Chapter XXIII. Concerning Those Who Are Capable of Judging the Odes Composed According to the Mind of God

[P] [1] ‘So far I myself agree with the multitude, that music must be judged by pleasure, not however by the pleasure of chance persons, but that the best music generally is that which gives delight to the best persons who are well educated, and especially that which delights the one man pre-eminent both in virtue and education.

‘And the reason why I say that the judges of this matter must be virtuous is this, that they ought to be endowed with wisdom in general, and especially with courage.

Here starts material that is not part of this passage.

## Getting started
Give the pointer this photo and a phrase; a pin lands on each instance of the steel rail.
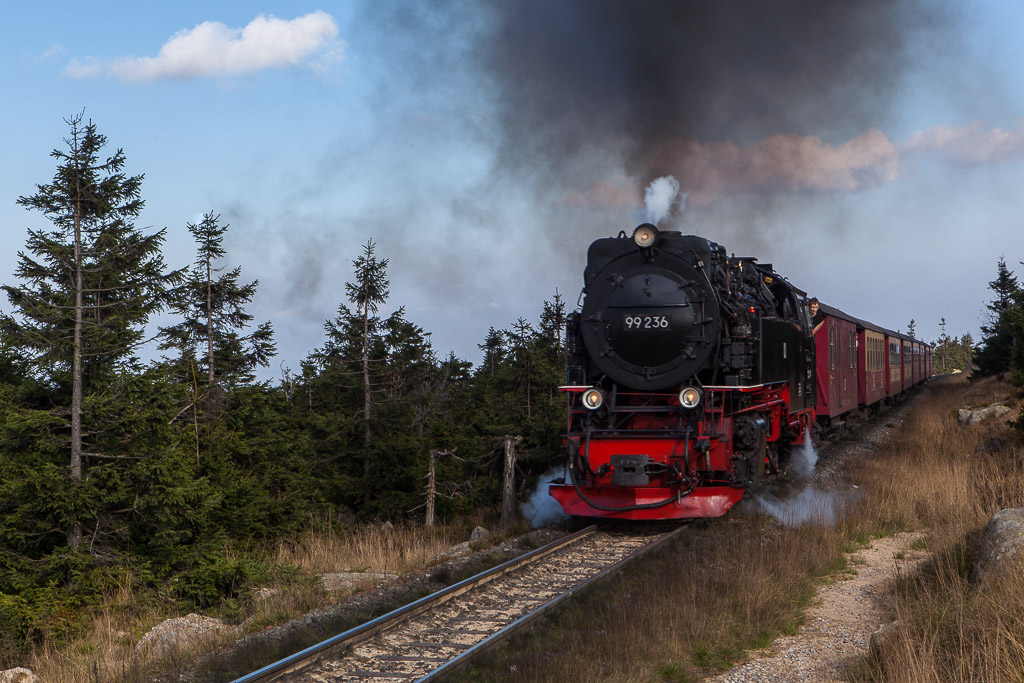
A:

‘For the true judge ought not to judge by what he learns from the theatre, when driven out of his senses by the tumult of the multitude and his own ignorance; nor if, on the other hand, he knows right, ought he through unmaniiness and cowardice carelessly to deliver a false judgement out of the same mouth with which he invoked the gods before proceeding to give judgement. For the judge sits there not as the learner but rather, according to right, as the teacher of the spectators, and to oppose those who neither properly nor rightly give pleasure to the spectators.’

Among the Hebrews also in old times it was not the part of the multitude to judge the discourses pronounced from divine inspiration, and the inspired songs, but they were few and rare persons, themselves partakers of a divine spirit, fit to judge of what was said, who alone were permitted to approve and consecrate the books of the prophets, and to reject those of men unlike them in character.